We performed a retrospective chart review of pts with newly diagnosed FL from January 2011-January 2019. Comparison of PFS was done with log-rank test and multivariate analysis was conducted with Cox regression.

Results

100 pts with median age 60 years (29-86 years) were included. Baseline characteristics are mentioned in the attached figure. 21% of pts relapsed within 24 months (POD24) however median OS was unable to be calculated due to insufficient OS events. Baseline PET-CT analysis showed median SUV max value of 8.55 (0-38.9). No difference in correlation was noted between baseline SUVmax and initial laboratory data collected (ANC, ALC, Hgb, Plt, LDH, albumin, and globulin).
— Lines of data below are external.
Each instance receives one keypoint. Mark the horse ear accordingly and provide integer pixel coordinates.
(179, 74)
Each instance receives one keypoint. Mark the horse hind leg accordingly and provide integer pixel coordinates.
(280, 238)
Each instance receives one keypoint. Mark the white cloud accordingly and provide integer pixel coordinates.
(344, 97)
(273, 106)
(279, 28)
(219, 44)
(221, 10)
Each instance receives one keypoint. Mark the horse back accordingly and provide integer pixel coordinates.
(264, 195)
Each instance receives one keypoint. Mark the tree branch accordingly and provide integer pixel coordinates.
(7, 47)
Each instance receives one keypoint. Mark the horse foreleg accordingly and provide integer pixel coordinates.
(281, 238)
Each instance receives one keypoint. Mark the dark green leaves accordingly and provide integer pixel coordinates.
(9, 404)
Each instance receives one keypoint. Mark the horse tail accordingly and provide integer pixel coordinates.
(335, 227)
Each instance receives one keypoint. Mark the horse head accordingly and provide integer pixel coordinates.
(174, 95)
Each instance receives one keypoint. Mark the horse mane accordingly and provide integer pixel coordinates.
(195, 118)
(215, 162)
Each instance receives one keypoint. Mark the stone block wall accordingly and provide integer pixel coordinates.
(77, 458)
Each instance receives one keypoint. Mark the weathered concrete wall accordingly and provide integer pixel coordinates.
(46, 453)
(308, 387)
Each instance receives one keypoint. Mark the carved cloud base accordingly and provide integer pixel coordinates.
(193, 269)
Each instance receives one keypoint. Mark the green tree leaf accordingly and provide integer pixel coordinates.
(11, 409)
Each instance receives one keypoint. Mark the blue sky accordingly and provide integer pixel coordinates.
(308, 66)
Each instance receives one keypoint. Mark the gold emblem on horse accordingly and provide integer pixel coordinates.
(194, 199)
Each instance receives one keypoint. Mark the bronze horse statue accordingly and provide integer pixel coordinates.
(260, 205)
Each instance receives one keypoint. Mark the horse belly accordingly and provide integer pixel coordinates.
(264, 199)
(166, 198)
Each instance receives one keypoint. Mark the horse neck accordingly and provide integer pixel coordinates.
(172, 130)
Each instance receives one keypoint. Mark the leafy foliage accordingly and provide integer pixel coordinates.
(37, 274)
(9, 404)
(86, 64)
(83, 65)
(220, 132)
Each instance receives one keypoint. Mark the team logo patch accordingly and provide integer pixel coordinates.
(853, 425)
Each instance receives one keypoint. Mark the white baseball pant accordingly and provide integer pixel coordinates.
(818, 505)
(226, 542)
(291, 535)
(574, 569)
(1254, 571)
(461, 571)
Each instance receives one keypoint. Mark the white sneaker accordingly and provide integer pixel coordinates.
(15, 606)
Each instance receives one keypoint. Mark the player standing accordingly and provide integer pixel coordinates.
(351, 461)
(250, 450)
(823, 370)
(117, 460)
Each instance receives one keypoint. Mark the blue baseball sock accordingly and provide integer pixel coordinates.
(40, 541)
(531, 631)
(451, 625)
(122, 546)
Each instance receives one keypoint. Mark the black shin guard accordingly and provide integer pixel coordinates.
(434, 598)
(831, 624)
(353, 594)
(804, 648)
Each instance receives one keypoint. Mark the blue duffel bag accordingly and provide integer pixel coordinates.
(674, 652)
Median SUV max for POD24 pts was higher at 9.19 vs 7.40 for non-POD24 however, comparison of SUVmax by POD24 status showed no statistically significant difference between the two groups (p=0.95). T-test also failed to note a difference between baseline laboratory variables and PET-CT determinates (number of nodal and extranodal sites) between POD24 and non-POD24 pts.

Conclusions

In our analysis, baseline SUVmax did not predict POD24 nor were there significant differences in the comparison of clinical variables between the two POD24 groups. Gene-expression profiling (GEP) scores have been developed to predict PFS in FL and high-risk signatures have been found to react differently to different chemotherapy backbones. Future research efforts should focus on increasing the feasibility and adoption of GEP in clinical practice, defining molecular subtypes of FL prior to treatment, and assigning therapy on the basis of those results.

Clinical trial identification

Editorial acknowledgement

Legal entity responsible for the study

The authors.

Funding

Has not received any funding.

Disclosure

All authors have declared no conflicts of interest.